ROANOKE TIMES

                         Roanoke Times
                 Copyright (c) 1995, Landmark Communications, Inc.

DATE: FRIDAY, November 18, 1994                   TAG: 9411180080
SECTION: BUSINESS                    PAGE: A-19   EDITION: METRO 
SOURCE: KIMBERLY N. MARTIN STAFF WRITER
DATELINE:                                 LENGTH: Medium


GOODWILL READY FOR SALEM RETURN

THE COMPANY offers opportunity for the disabled - and quality products.

When most people hear the name ``Goodwill,'' they think of disabled workers repairing secondhand clothes. They aren't wrong.

Goodwill Industries Tinker Mountain Inc. does sell donated clothes and appliances. In fact, the agency today is reopening its Salem store, which at 12,000 square feet has nearly twice the space and twice the inventory it did in August, when construction began.

But the heart of the agency is next-door to the remodeled store, in a former Kroger supermarket on East Main Street. That building a month ago replaced Goodwill's Troutville workshop.

Joann Hobart, who was with Tinker Mountain for three years before the 1990 merger with Goodwill Industries, works there. She's in charge of punching perforated slits in circular pieces of laminated paper. The circles fit together to make foot-sizing devices that are sold to podiatrists.

Her job is one of the hardest in the Goodwill Industries Tinker Mountain workshop, which employs about 100 people who, like Hobart, are mentally or physically disabled.

Helping the disabled isn't new for Goodwill, but the method is.

In years past, Goodwill workshops were places where the disabled learned how to sew buttons, mend clothing and repair damaged appliances.

"Now if you bring in a toaster and the heating element is bad, by the time you replace the element and pay for one hour of labor, you'd have to sell that toaster for more than you can buy a new one for at Wal-Mart," said Executive Director Roger Matthews. " ... Our disposable economy made what we were doing obsolete."

Today Goodwill is run like a subcontractor for other companies and employment agencies for the disabled, who are referred there by the state rehabilitation center.

"The lecture on day one is Goodwill is not your home," Matthews said. "Everyone we get we're trying to move through here and into the community."

But he realizes that's a goal not everyone can reach.

"For some people, Goodwill becomes the employer of last resort.

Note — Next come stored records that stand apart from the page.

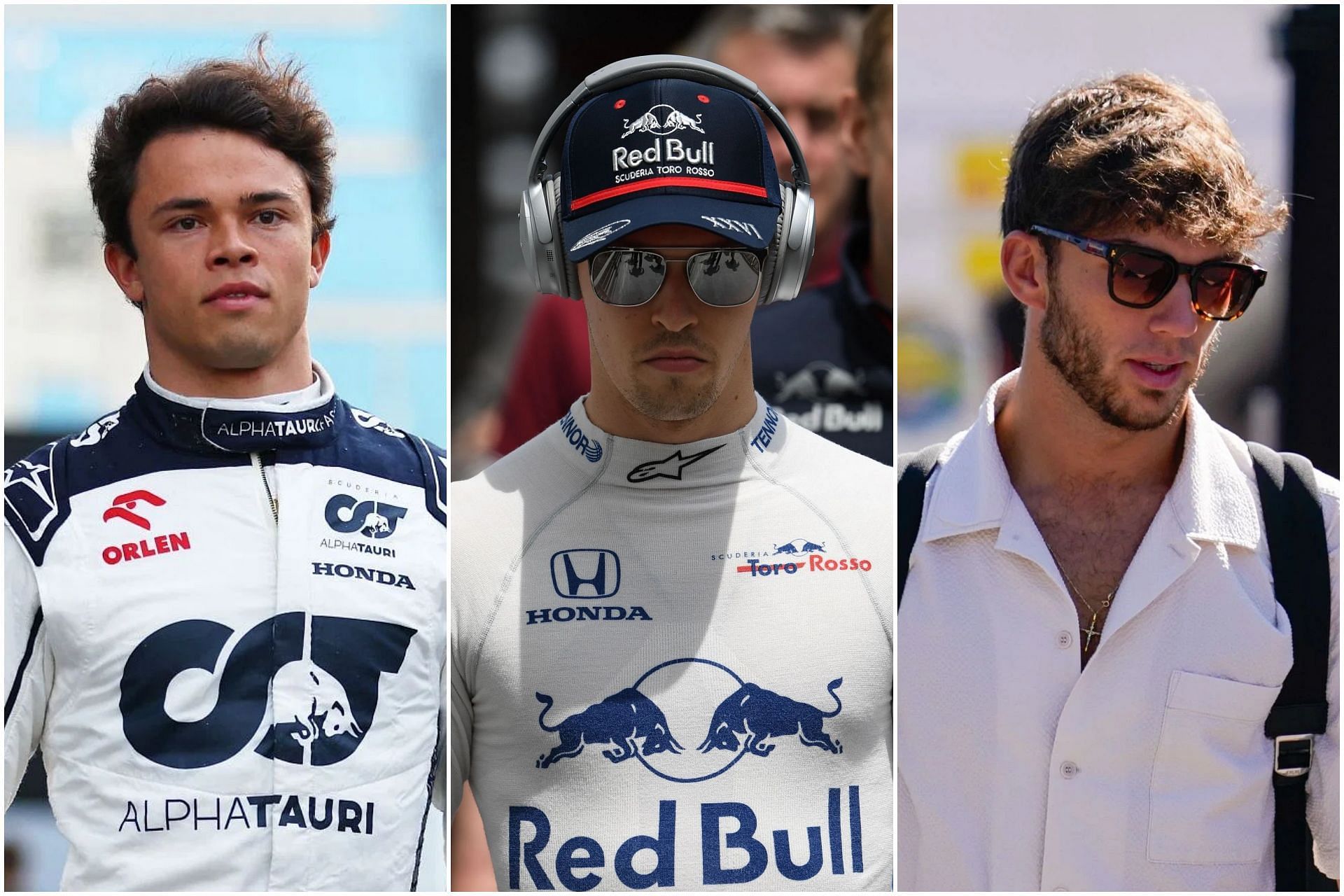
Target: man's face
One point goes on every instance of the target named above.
(222, 226)
(672, 358)
(806, 90)
(1107, 352)
(869, 147)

They can't get a job anywhere else. So as long as they're producing something, they can work here," Matthews said.

To accommodate those who can't leave and to pay for its programs, Goodwill contracts with businesses.

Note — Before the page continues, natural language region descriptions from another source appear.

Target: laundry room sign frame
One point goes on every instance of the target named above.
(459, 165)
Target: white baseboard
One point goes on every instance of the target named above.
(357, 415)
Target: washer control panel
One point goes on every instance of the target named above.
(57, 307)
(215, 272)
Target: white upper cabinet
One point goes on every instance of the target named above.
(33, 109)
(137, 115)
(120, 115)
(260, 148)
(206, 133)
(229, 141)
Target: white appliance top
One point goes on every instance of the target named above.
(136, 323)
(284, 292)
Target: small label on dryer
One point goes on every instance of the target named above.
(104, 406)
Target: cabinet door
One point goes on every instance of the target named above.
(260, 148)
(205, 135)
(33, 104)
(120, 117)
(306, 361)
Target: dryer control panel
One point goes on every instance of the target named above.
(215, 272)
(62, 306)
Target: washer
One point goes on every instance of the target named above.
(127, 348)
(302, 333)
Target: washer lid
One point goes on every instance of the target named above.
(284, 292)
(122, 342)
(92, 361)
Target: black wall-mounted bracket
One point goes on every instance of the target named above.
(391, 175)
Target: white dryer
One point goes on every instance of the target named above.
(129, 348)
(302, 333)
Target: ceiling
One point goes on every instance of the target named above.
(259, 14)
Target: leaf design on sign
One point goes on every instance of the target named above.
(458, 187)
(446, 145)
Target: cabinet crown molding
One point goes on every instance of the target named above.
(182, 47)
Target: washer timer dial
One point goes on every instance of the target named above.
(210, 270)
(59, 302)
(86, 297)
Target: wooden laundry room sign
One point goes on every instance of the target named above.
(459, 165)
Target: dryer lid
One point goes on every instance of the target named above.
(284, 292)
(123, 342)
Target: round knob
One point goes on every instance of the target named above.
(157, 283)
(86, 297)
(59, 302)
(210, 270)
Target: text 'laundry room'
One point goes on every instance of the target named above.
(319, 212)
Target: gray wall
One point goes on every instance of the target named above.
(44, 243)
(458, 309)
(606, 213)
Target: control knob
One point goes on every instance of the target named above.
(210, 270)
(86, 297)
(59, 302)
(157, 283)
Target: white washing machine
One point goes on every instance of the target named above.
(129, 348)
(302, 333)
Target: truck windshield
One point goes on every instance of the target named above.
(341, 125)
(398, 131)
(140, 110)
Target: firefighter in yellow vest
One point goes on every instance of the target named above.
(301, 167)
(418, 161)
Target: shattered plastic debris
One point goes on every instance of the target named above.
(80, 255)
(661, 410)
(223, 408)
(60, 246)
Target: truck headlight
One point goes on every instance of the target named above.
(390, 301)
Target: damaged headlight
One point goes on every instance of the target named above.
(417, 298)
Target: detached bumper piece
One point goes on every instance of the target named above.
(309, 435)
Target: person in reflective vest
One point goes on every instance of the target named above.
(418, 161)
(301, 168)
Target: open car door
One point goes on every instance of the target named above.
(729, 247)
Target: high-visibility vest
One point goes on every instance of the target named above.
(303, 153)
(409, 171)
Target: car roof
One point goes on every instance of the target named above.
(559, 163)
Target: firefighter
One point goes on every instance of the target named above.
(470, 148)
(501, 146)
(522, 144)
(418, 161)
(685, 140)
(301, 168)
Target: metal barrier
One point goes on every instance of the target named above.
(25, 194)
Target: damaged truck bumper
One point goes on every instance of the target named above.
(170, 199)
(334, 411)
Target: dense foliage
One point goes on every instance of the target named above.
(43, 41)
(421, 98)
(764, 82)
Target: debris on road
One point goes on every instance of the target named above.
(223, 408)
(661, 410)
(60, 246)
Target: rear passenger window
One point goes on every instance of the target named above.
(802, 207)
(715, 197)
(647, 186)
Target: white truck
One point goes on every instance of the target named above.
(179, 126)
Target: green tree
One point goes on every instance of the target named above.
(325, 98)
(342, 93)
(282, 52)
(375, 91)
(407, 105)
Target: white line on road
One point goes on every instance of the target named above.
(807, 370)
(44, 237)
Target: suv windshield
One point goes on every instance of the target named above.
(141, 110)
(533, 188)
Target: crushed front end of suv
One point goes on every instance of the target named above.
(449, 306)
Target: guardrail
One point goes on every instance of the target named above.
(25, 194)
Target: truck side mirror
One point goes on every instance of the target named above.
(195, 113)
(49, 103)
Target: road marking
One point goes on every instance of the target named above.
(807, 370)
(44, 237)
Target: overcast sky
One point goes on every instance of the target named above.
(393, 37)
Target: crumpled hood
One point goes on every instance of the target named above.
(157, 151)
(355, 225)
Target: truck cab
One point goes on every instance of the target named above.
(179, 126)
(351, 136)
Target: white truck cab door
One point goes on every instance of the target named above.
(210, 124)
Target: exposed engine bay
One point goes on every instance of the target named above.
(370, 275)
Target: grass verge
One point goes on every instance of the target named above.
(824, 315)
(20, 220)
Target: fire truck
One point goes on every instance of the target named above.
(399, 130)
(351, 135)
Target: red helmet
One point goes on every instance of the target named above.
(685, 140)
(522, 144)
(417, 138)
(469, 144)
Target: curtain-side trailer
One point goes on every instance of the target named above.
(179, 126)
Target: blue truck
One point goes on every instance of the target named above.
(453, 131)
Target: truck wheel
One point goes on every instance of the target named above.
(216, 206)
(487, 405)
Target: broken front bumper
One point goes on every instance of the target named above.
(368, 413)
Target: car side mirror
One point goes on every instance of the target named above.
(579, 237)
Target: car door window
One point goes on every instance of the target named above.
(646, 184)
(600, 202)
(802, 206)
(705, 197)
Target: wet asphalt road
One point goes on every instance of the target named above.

The disabled workers act as the labor pool, and they get paid on the basis of what they produce, with some earning as much as $280 every two weeks, while others with more severe disabilities may make only $2 in the same period.

They package cosmetics for Elizabeth Arden Co., remanufacture printer toner cartridges for ITT Corp. and put together repair kits for Graham White Manufacturing Co. Each month they do about $100,000 worth of business.

And they do quality work at a good price, said Dave Edwards of Dillard Paper Co. Goodwill Industries Tinker Mountain workers put together personal-hygiene convenience kits that Dillard sells.

"We've been working with them for 12 years, and we've been very satisfied with their work. We've never even looked for anyone else over the years," said Edwards, an assistant manager.